Airbnb’s engineers also use Jenkins CI (Continuous Integration), an open-source integration SCM and testing tool written in Java with a very large number of plugins (approximately 784) to support complex upgrades and frequent code merging. The engineering team also utilizes Hive, Pig, Cascading, and other tools on their Hadoop implementation.

Beyond the crunching of Big Data, the engineering teams at Airbnb are also facing other business-related technology challenges, successfully avoiding the temptation to become so engrossed in the big data projects that they ignore what drives revenue. One of these key areas was mobile data. While the company had initially developed a mobile iPhone app, it recognized that, since the firm operates in over 192 countries, and since Android is the world's most popular smartphone operating system, it would need to create an in-house development team to address this opportunity. This was achieved through building a first-class UI that presents property descriptions, uses filters for searches, lists property details and amenities, and has booking facilities and contact mechanisms for connecting with the host.
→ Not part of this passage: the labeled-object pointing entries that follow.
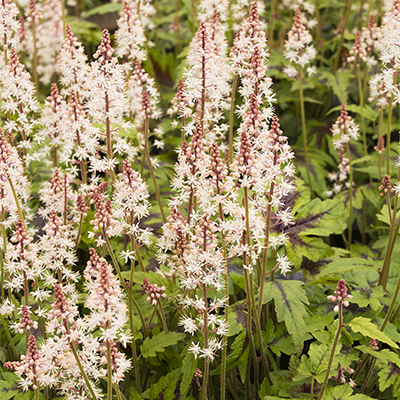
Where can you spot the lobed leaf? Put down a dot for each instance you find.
(158, 343)
(289, 297)
(368, 329)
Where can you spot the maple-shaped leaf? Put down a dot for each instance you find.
(314, 220)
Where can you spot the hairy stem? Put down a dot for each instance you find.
(330, 361)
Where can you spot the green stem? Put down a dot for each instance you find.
(304, 132)
(330, 361)
(388, 134)
(340, 44)
(35, 76)
(108, 135)
(63, 16)
(78, 236)
(109, 372)
(251, 297)
(266, 240)
(361, 96)
(350, 198)
(394, 230)
(134, 350)
(161, 316)
(21, 216)
(153, 176)
(380, 126)
(82, 371)
(271, 24)
(122, 281)
(10, 341)
(3, 253)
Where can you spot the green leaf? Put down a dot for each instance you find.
(103, 9)
(339, 267)
(389, 375)
(239, 355)
(134, 395)
(7, 390)
(338, 83)
(368, 329)
(158, 343)
(368, 297)
(369, 113)
(384, 355)
(164, 387)
(313, 218)
(289, 297)
(341, 392)
(188, 369)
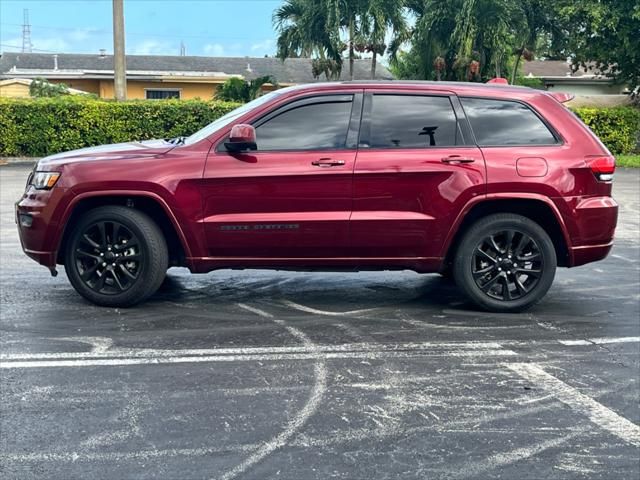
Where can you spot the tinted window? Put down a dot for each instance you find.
(498, 122)
(308, 127)
(406, 121)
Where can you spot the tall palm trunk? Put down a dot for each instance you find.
(374, 62)
(514, 73)
(351, 54)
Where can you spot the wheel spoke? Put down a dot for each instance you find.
(126, 271)
(103, 234)
(116, 231)
(115, 277)
(99, 285)
(523, 242)
(481, 273)
(506, 294)
(521, 288)
(529, 258)
(486, 255)
(510, 234)
(493, 244)
(533, 272)
(86, 238)
(93, 256)
(485, 287)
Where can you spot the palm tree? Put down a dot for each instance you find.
(380, 17)
(303, 31)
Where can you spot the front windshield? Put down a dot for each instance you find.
(229, 117)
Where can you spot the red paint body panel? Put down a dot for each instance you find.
(380, 208)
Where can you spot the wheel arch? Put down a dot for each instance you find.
(542, 211)
(146, 202)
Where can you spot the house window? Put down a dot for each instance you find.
(162, 93)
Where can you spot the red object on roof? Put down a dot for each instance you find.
(499, 80)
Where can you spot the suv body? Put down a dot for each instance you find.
(353, 175)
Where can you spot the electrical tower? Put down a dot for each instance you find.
(26, 33)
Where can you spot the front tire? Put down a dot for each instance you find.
(505, 263)
(116, 256)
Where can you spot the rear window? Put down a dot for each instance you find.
(503, 122)
(407, 121)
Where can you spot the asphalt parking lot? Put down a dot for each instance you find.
(259, 374)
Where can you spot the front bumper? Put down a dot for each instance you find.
(38, 224)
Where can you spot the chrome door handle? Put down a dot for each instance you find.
(458, 159)
(327, 162)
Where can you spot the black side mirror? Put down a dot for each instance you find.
(242, 138)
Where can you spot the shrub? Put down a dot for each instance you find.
(617, 127)
(44, 126)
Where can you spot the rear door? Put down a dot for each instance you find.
(292, 197)
(416, 168)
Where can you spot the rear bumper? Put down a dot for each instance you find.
(589, 253)
(594, 224)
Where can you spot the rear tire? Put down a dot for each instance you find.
(116, 256)
(505, 263)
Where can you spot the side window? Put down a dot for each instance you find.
(316, 126)
(500, 122)
(412, 121)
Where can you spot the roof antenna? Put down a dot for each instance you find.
(26, 33)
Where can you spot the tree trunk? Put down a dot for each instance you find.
(351, 35)
(515, 67)
(374, 61)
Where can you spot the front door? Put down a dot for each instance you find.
(417, 166)
(291, 198)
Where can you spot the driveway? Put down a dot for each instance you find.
(259, 374)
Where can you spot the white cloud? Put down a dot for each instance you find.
(266, 46)
(213, 49)
(152, 47)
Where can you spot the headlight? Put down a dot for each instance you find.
(44, 180)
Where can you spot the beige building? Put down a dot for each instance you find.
(159, 76)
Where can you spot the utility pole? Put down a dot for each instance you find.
(119, 62)
(26, 33)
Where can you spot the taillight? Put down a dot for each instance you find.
(602, 166)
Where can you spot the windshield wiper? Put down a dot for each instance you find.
(175, 141)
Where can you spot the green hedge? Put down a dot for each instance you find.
(39, 127)
(617, 127)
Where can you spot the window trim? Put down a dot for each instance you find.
(559, 139)
(463, 129)
(353, 127)
(179, 90)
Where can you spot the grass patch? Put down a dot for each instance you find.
(632, 161)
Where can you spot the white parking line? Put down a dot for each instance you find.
(600, 341)
(597, 413)
(247, 357)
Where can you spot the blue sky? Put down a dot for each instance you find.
(153, 27)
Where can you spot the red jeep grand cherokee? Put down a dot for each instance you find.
(495, 185)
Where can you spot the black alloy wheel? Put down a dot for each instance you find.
(116, 256)
(108, 257)
(505, 263)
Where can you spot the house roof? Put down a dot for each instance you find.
(27, 83)
(560, 69)
(72, 65)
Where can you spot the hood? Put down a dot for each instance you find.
(116, 151)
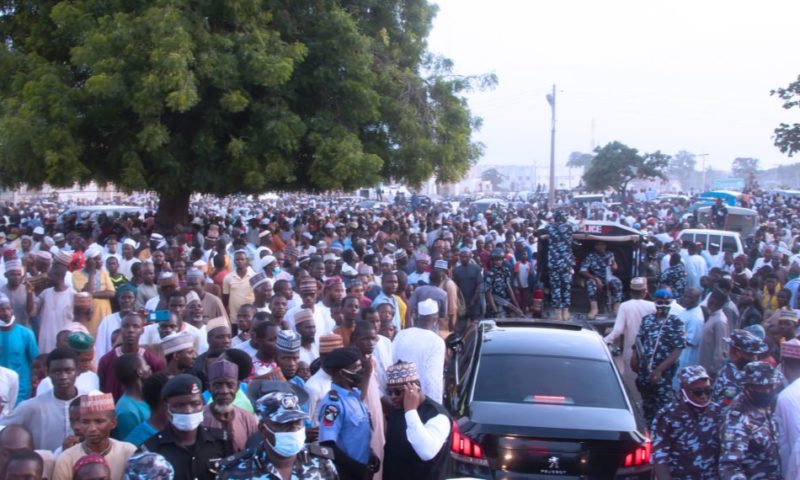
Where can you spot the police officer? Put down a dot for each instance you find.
(745, 347)
(597, 268)
(282, 453)
(344, 422)
(658, 345)
(195, 452)
(418, 430)
(686, 432)
(749, 448)
(497, 284)
(559, 264)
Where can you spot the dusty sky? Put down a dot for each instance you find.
(679, 75)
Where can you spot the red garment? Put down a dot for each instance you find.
(105, 370)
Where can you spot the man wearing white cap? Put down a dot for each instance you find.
(419, 344)
(629, 318)
(55, 304)
(787, 410)
(128, 258)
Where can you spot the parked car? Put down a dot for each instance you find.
(727, 240)
(536, 399)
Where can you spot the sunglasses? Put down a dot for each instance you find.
(701, 392)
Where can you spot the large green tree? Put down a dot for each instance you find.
(616, 164)
(226, 96)
(787, 136)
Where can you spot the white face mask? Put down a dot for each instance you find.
(8, 323)
(288, 444)
(694, 404)
(186, 422)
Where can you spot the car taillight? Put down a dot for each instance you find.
(640, 455)
(463, 445)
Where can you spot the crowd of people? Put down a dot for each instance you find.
(304, 337)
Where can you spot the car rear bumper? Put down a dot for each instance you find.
(462, 468)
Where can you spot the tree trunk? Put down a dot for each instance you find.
(173, 210)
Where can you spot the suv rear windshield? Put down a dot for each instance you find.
(549, 380)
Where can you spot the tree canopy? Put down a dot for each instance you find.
(616, 164)
(579, 160)
(494, 177)
(228, 96)
(787, 137)
(744, 166)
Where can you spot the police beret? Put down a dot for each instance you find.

“Airbnb has great lessons for start-ups and established firms alike. First, building a business on data is an imperative in order to create a competitive position. Second, building a great engineering team to develop that architecture is essential -- half-measures in big data don’t work. Third, never lose track of who is really important -- the customer. The data is there to support business decision-making and that is always focused on driving value in the marketplace for the consumer.”